That means less investment, less job creation and ultimately less prosperity for Canadians

 

With pipeline shortages driving down the price of Canadian oil, the losses for the energy sector – and for Canada’s economy – are staggering.

According to a new study, insufficient pipeline capacity cost Canada’s energy sector $20.6 billion – or one per cent of the country’s economy – in foregone revenues last year.

Despite increased oil production in recent years, Canada has been unable to build any new major pipelines. High-profile projects including the Northern Gateway and Energy East projects have been cancelled. And the Trans Mountain expansion, Line 3 replacement and Keystone XL pipeline remain mired in delay.

Take the Trans Mountain pipeline expansion project, for example. After years of regulatory delays and political interference, the project’s future remains uncertain. The proposal to expand the existing Trans Mountain pipeline between Edmonton and Burnaby, B.C., was first approved in 2016. However, the Federal Court of Appeal rescinded that decision last year, ruling that neither the environmental review nor the Indigenous consultation were properly completed.

 

And despite a revised National Energy Board ruling that deemed the project in the public interest, the B.C. government continues to oppose the project and is pursuing legal means to block the expansion.

Such delays and political opposition raises serious concerns about whether the pipeline will ever be built.

So what are the consequences of all these delays? How is insufficient pipeline capacity affecting our economy?

We have an overdependence on the U.S. market, increased reliance on more costly modes of energy transportation, and rising oil inventories in Western Canada.

Producers are shipping their crude by rail, a higher-cost mode of transportation (and less safe – pipelines are 2.5 times less likely to experience an oil spill than rail transport). Higher rail rates are absorbed by Canadian oil producers, leading to lower profits for Canadian crude and a wider price differential between Western Canada Select (WCS) and U.S. crude West Texas Intermediate (WTI).

It hasn’t always been this way. Between 2009 and 2012, the price differential was roughly 13 per cent of the U.S. crude price. And that difference was seen by producers as one of the costs of doing business in Canada.

But recently, this price difference has skyrocketed.

In November 2018, the price differential reached almost 70 per cent of the U.S. crude price, meaning Canadian heavy oil was sold at only 30 per cent of the value of U.S. oil.

In addition to the negative impacts on oil producers, these high price differentials result in lower-than-expected royalties (the government’s cut of every barrel produced) and lower corporate income tax revenue for energy-producing provinces and the federal government.

This is revenue that could have been used for vital services such as health care and education and/or reduced taxes.

In response to the drastic price discount, in late-2018 the previous Alberta gov­ernment introduced a temporary production limit on oil producers in an attempt to address excess supply and insufficient export capac­ity.

Since this limit was implemented, the price differential has narrowed. But clearly, building new export pipe­lines remains the only long-term solution to ensure Canada’s valuable exports receive prices closer to world market prices.

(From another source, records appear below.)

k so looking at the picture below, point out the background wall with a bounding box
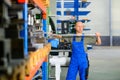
[111,0,120,46]
[112,0,120,36]
[49,0,120,46]
[49,0,57,32]
[84,0,109,36]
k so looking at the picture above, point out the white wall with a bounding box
[84,0,110,36]
[112,0,120,36]
[49,0,56,15]
[83,0,120,36]
[49,0,57,32]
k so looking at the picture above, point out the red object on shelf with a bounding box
[18,0,28,3]
[25,57,46,80]
[44,56,48,62]
[42,12,47,19]
[33,0,46,16]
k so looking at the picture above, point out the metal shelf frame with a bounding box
[57,2,91,8]
[20,1,28,56]
[19,0,49,80]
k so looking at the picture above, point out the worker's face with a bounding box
[75,22,84,33]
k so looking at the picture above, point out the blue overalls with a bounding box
[66,34,89,80]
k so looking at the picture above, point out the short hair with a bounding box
[75,21,83,27]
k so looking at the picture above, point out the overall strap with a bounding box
[73,35,76,41]
[81,33,84,41]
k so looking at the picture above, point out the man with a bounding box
[66,21,101,80]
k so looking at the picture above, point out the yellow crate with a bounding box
[19,63,25,80]
[42,48,46,58]
[10,61,25,80]
[42,0,50,7]
[29,52,34,69]
[33,52,37,66]
[35,49,40,63]
[25,58,31,76]
[39,48,43,59]
[0,75,8,80]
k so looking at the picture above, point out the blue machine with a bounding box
[66,34,89,80]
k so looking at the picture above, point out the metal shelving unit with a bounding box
[20,0,28,56]
[0,0,51,80]
[24,0,50,80]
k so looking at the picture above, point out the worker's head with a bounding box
[75,21,84,34]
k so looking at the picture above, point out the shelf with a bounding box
[57,20,61,23]
[83,28,91,31]
[25,57,46,80]
[3,0,12,7]
[57,11,91,16]
[80,19,91,23]
[25,43,51,80]
[57,34,95,37]
[57,2,91,8]
[80,2,91,8]
[18,0,28,3]
[32,0,47,14]
[51,50,71,52]
[57,19,91,23]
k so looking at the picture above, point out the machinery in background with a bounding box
[61,20,76,34]
[60,18,91,34]
[27,8,45,51]
[50,18,92,57]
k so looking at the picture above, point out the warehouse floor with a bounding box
[49,46,120,80]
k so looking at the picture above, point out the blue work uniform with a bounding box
[66,34,89,80]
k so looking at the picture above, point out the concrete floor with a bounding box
[88,46,120,80]
[49,46,120,80]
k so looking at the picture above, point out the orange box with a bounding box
[29,52,34,69]
[25,58,31,76]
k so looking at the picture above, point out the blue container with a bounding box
[87,45,93,50]
[48,39,59,48]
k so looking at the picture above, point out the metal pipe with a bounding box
[61,0,64,17]
[109,0,113,46]
[56,34,96,37]
[32,32,96,37]
[74,0,79,20]
[51,50,71,52]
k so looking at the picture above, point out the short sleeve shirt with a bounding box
[75,36,96,51]
[61,36,96,51]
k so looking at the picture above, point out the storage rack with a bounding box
[56,0,91,31]
[22,0,50,80]
[0,0,51,80]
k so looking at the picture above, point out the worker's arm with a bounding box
[95,32,101,45]
[53,34,62,39]
[48,31,62,39]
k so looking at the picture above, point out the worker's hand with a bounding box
[95,32,101,45]
[56,35,62,38]
[49,31,62,39]
[95,32,101,37]
[53,35,62,39]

The real issue is that Canadian heavy oil producers lost a staggering $20.6 billion in forgone revenues last year compared to what other producers of similar products received.

That’s roughly one per cent of our economy lost because we can’t deliver our product to international markets to secure better prices. This loss of revenue means less investment, less job creation and ultimately less prosperity for Canadians.

Unless Canadians are willing to continue to incur large losses and less investment, the federal government and several key provincial governments must co-operate to get pipelines built.